Montagnes District () is one of fourteen administrative districts of Ivory Coast. The district is located in the western part of the country, bordering Liberia and Guinea to the west, Woroba District to the north, Sassandra-Marahoué District to the east, and Bas-Sassandra District to the south. The capital of the district is Man.

Creation
Montagnes District was created in a 2011 administrative reorganisation of the subdivisions of Ivory Coast.
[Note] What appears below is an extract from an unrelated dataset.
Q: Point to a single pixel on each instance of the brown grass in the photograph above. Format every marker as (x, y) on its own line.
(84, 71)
The territory of the district was composed by merging the former regions of Dix-Huit Montagnes and Moyen-Cavally.

Geography

N'zo Partial Faunal Reserve

Administrative divisions
Montagnes District was subdivided into three regions and the following departments:
 Cavally Region (region seat in Guiglo)
 Bloléquin Department
 Guiglo Department
 Toulépleu Department
 Taï Department
 Guémon Region (region seat in Duékoué)
 Bangolo Department
 Duékoué Department
 Kouibly Department
 Facobly Department
 Tonkpi Region (region seat also in Man)
 Biankouma Department
 Danané Department
 Man Department
 Zouan-Hounien Department
 Sipilou Department

Population
According to the 2021 census, Montagnes District has a population of 3,027,023, making it the second most populous district in Ivory Coast, behind only Abidjan Autonomous District.